As you'd expect, these are songs of real quality. They are beautifully crafted with straightforward, singable tunes which form great settings for the personal, emotionally powerful lyrics. Gauthier's admirers (like me) will know what to expect and won't be disappointed; she's doing what she does best here and doing it brilliantly. While perhaps not quite as raw as she was in The Foundling, this is nonetheless an album of pain seeking balm and redemption, which she expresses as few others can. How You Learn To Live Alone, for example is a profound and oddly beautiful evocation of the withdrawal from life which can follow intense emotional hurt and is an outstandingly honest and insightful song. That slightly fractured voice, her acoustic guitar and a brilliant group of musicians and singers bring all these songs to life wonderfully. The arrangement and production are pitch-perfect, making everything shine without ever swamping it.

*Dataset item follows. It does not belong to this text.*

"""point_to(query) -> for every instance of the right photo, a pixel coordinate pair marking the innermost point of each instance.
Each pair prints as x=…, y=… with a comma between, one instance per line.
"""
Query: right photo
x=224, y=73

I loved The Foundling even though it wasn't a commercial success. Trouble & Love is a bit more accessible, I think, but it shares a lot of what I loved about The Foundling - thoughtful, sincere and meaningful songs with good tunes and great performances. Here we have just eight songs and a total of about 40 minutes of music. No padding or superfluous material; Mary Gauthier has distilled what she wants to say into this eight-chapter story and it's just brilliant. It has the enduring beauty which comes from being built on noble bones, and I think I will be playing this for many years to come.

There have been excellent albums recently from two other greats of the genre with Eliza Gilkyson's Nocturne Diaries and Kris Delmhorst's Blood Test. If anything, I think this is my favourite of the three, which is really saying something. I recommend this very warmly to anyone who likes an intelligent, listenable song performed by a singer/songwriter who really knows what she's talking about and means what she says. It's truly excellent.